Professional Basketball Player Performance Trends

David Ng
davidng@fas.harvard.edu

Computer Science 171: Visualization
School of Engineering and Applied Sciences
Harvard University


This website presents a short overview and summary of the project. For additional detailed information, the project report is available in PDF format. The report is here: David_Ng_CS171_Final_Report.pdf

1. Project Overview

The professional basketball league, the National Basketball Association (NBA), posts every player's game statistics for the 2007-2008 season on their official website www.nba.com in real time. The audience is not able to visualize how a player's performance in each statistical category changes over the course of an NBA season. Furthermore, the audience can not compare the performance of two or more players. The motivating question becomes: How can a user visualize and compare an NBA player's performance in a particular statistical category to a number of other players? A user interactive visualization tool is created with the Processing programming language which mines all relevant data from the Yahoo! NBA [3] and the official NBA [2] websites and allows the user to quickly search for multiple players of interest and compare their performance in every statistical category over the course of an entire NBA season.

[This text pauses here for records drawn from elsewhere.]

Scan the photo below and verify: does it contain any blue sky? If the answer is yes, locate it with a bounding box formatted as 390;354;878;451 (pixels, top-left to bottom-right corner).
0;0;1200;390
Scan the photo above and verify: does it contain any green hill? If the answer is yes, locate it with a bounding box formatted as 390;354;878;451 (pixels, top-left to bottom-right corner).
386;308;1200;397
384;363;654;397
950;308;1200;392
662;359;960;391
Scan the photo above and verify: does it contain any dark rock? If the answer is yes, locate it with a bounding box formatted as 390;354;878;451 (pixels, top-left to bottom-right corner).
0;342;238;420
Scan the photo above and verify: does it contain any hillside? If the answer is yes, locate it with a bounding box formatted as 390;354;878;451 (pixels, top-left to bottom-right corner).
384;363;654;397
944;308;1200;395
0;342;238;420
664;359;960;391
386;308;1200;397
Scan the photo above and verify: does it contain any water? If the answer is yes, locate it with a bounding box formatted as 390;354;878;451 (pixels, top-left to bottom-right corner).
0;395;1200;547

The intended audience consists of users of all ages that are interested in basketball statistics. A filtering method that averages a player's performance per 48 minutes was also implemented to accentuate performance trends.

2. Visualization Approach

The official website of the NBA [2], www.nba.com, has statistics of every single player in the league for every single game played. The statistical categories that are recorded include a list of 19 performance items. They are minutes played, field goals attempted, field goals made, field goal percentage, three points attempted, three points made, three point percentage, free throws attempted, free throws made, free throw percentage, offensive rebounds, defensive rebounds, total rebounds, assists, turnovers, steals, blocks, personal fouls, and points. There are currently 433 players in 30 teams, 19 statistical categories, and 82 games in a season. The official NBA website computes the player's season averages in each category, but does not provide any tools or visualizations that show how a player's performance changes throughout the course of the season. Also, there is no way to compare the statistics of one player to a number of other players. As a user, I found this frustrating so I set out to solve the problem by answering the question I posed. A visualization was created with the Processing programming language to mine relevant data, quickly search for a number of players, and visually compare their statistical trends for the 2007-2008 NBA season.

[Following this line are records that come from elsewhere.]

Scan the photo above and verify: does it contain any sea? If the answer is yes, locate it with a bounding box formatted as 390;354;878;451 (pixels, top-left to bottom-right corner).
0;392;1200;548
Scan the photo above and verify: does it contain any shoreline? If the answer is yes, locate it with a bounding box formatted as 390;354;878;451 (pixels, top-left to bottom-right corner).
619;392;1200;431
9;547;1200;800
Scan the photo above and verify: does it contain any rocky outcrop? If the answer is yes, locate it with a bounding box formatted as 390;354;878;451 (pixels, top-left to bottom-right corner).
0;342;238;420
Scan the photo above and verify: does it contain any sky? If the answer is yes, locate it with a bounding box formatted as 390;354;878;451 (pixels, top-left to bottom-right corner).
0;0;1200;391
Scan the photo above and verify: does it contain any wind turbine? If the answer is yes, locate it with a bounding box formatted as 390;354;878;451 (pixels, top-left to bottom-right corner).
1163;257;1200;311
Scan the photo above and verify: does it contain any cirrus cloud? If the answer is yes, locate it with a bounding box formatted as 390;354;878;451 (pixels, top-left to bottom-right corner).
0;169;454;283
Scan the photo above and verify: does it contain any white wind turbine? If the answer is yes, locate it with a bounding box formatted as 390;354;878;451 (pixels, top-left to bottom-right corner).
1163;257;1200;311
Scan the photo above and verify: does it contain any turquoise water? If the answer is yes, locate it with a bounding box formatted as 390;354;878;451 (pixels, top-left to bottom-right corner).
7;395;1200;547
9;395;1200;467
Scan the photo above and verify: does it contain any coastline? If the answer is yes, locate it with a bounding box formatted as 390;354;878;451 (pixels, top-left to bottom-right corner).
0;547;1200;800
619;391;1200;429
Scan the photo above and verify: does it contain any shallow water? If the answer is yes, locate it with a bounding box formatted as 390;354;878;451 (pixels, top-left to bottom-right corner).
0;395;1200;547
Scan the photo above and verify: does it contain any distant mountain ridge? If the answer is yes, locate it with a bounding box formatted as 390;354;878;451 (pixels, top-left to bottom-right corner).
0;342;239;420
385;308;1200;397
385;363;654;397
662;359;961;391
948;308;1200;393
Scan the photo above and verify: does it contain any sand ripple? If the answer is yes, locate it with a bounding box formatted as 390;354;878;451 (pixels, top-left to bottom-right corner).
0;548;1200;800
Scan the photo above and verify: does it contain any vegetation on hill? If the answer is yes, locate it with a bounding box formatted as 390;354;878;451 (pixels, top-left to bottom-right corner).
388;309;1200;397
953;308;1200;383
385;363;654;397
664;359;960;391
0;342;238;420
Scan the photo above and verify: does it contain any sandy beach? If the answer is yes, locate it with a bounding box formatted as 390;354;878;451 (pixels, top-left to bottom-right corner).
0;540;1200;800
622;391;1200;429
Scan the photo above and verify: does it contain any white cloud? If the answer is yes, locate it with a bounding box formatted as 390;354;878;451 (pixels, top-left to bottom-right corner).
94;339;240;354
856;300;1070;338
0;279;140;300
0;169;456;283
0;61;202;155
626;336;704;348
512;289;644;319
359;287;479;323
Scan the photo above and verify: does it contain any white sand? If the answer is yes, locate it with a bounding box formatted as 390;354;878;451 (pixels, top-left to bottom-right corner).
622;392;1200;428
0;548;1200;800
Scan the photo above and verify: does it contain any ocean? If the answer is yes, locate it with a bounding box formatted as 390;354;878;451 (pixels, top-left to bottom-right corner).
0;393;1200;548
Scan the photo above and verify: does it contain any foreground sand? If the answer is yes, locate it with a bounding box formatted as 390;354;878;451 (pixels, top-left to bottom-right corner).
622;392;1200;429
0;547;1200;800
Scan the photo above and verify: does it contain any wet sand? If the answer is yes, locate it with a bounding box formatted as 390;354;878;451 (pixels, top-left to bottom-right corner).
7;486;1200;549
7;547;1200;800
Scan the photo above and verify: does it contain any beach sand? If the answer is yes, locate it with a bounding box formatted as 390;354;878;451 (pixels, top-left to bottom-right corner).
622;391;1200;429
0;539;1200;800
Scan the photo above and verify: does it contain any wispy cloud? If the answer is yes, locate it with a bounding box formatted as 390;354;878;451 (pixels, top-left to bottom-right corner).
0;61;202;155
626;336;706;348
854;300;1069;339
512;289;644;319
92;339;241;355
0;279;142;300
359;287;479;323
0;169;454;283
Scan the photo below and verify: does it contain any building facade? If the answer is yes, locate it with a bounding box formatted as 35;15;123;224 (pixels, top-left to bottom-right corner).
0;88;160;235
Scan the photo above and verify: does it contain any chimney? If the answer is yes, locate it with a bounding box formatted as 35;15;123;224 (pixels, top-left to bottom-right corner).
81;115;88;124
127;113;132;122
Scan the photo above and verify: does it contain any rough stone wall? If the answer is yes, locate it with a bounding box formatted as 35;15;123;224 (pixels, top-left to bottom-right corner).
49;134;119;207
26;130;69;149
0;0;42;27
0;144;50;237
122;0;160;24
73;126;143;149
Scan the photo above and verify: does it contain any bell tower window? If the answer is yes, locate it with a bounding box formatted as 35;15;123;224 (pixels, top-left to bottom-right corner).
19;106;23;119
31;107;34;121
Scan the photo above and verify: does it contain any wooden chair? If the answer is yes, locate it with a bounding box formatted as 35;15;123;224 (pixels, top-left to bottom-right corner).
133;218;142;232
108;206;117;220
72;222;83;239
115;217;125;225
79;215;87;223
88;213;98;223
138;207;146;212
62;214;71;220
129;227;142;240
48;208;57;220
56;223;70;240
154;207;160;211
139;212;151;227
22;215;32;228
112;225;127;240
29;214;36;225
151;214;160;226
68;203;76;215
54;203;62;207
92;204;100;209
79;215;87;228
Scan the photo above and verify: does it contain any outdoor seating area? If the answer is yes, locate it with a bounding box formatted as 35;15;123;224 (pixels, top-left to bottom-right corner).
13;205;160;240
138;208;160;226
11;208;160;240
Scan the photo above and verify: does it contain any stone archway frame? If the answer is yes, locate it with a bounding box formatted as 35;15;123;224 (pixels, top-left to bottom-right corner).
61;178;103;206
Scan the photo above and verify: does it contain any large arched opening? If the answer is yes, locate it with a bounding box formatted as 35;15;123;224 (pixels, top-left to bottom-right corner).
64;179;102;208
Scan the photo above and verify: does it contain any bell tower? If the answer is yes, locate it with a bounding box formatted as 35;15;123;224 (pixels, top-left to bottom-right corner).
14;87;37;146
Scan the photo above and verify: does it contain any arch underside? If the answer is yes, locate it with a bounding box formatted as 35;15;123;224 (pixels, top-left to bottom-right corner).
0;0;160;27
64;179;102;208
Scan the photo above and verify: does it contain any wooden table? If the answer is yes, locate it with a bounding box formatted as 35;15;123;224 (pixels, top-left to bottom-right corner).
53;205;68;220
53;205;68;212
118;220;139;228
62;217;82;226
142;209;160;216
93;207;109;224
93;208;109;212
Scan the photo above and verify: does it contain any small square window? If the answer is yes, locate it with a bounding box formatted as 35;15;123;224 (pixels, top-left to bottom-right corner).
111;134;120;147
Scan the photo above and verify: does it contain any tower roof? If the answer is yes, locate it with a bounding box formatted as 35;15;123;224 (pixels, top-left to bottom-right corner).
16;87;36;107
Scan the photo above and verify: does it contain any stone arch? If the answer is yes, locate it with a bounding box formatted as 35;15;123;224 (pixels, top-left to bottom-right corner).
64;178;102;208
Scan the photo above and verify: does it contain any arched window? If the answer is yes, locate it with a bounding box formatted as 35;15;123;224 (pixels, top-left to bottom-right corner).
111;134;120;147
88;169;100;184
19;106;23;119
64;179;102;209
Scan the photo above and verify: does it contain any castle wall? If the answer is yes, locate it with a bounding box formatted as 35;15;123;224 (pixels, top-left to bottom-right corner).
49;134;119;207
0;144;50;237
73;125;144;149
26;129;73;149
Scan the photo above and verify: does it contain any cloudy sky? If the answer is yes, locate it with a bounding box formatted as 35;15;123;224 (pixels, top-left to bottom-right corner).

The visualization can be summarized as follows. Additional details can be seen in the report for the visualization, available in PDF format here: David_Ng_CS171_Final_Report.pdf.

2.1 Data Acquisition

The user can run the Processing program mineStatsLogosPics (see the Downloads section for more details) to mine/scrape and acquire data for the visualization. The data acquired for the visualization can be broken up into four categories. The categories are the team profiles, player profiles, player statistics game logs, and team logos and player action/profile pictures. The team profiles provide city name and team abbreviation information. The player profiles provide player full name, team, position, height, weight, and years pro information. The team logos and player action/profile pictures are used to visually assist users in searching for players as well as analyzing data.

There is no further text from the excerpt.